Illustration of the gain factor by means of distribution curves
We have learned in the previous chapter that the light density factor βP(ε) can be always only measured for a very certain viewing angle β. Thus, in order to get a founded statement about the radiation behaviour of a screen, several single measurements are needed with different viewing angles.
|Light density factor
By compelling such a series of measurement in a table in which for the different viewing angles the respective light density factor is mentioned, one can easily get an overview of the reflecting behaviour of the screen. Those values that do not appear on the table can be calculated by means of the interpolation. But in order to quickly get an overview about the radiation behaviour of the screen and specially also to compare different screens with each other, such a gain-factor-table is less adequate. In this case, a graphic illustration of the reflecting behaviour is more recommendable.
For the gain-factor, there are two common ways of illustration: the appliance of cartesian coorninates or the appliance of polar coordinates. Let us start with the illustration in the form of polar coordinates, as we already got introduced to them in the penultimate chapter. The adjoining image visualizes literally the reflection behaviour of a screen. Starting from the screen perpendicular (0°-line), some lines are arranged in some regular angles (here: 20°). These lines are each representing a very determined viewing direction. The blue white-reference curve serves as reference curve with a constant gain-factor of 1. We apply the measured values of the light density factor on the respective angle-lines and communicate these points to the red curve that finally visualizes the reflecting behaviour of the projection screen for the incidenting light angle of 0°.

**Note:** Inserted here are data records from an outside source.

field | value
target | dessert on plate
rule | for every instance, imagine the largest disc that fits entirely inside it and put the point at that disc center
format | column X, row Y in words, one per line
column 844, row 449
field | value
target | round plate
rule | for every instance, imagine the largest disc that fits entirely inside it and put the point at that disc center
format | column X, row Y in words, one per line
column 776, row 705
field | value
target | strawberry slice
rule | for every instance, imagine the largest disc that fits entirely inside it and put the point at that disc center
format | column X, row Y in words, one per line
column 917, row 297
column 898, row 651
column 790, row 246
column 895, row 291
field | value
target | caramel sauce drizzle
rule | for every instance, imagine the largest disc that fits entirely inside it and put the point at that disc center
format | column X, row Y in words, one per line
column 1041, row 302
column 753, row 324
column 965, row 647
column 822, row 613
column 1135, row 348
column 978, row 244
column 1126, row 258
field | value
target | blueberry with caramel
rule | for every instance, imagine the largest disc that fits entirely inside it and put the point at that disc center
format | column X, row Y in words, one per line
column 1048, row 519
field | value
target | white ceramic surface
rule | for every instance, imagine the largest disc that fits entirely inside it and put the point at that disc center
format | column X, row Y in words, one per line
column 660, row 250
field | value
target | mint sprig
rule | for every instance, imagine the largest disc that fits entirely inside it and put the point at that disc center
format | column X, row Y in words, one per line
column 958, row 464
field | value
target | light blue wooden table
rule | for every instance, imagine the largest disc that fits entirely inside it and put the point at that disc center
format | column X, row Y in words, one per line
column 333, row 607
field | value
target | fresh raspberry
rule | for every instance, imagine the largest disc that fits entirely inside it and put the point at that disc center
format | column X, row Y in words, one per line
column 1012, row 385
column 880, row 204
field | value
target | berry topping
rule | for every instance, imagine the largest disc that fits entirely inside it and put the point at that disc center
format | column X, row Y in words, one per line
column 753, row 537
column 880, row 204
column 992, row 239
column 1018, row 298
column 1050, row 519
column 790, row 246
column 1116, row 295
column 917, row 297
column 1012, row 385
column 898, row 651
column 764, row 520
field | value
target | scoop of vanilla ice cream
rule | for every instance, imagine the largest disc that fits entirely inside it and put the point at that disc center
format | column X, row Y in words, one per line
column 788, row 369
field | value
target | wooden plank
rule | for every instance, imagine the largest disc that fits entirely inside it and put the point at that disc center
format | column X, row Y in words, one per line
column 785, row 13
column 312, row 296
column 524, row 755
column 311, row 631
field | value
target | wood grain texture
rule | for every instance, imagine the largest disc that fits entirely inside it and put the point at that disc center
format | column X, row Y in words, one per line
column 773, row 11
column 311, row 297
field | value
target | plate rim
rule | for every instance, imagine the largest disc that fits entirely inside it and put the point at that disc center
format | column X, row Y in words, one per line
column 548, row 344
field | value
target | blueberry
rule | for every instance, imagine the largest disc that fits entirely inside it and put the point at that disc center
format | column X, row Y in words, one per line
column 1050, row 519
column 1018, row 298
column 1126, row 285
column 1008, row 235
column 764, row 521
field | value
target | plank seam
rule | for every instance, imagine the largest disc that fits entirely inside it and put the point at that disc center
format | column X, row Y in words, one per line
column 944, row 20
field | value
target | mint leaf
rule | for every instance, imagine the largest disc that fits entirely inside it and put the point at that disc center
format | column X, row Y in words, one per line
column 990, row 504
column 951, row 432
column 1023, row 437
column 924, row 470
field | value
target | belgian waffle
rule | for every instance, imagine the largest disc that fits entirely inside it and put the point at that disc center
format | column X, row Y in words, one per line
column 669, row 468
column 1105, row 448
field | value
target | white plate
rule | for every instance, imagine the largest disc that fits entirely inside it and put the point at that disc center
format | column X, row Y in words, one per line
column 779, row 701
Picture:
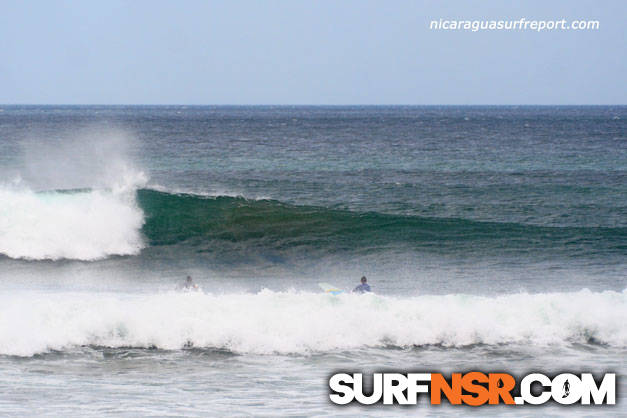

An alternative way of representing the distribution curve of the light density factor takes place in the cartesian coordinates. The adjoining image shows exactly the same contence as the polar coordination image above. As it is the case in a very normal illustration, we apply here each of the viewing angles on the x-axis and the respective measured light density factor on the y-axis. Our blue white reference curve with the constant gain-factor of 1 becomes a straight on the illustration and our distribution curve for the measured screen becomes a symmetrical mountain hill. The advantages of this way of illustration are that we can read the numerical values right from the illustration and that we clearly recognize the light in the maximum range.
The preferred way of illustration depends on what is supposed to do with it. Those who want a rough overview of the reflecting behaviour of a screen are better served with the visual illustration in polar coordinates; but those who need the concrete numerical values for the layout of a professional presentation room will need the cartesian illustration.
Finally, I would like to emphasize that either the tabular form consisting on viewing angles and the respective gain-factor, as also the visualization in polar coordinates or cartesian coordinates have the same physical contence.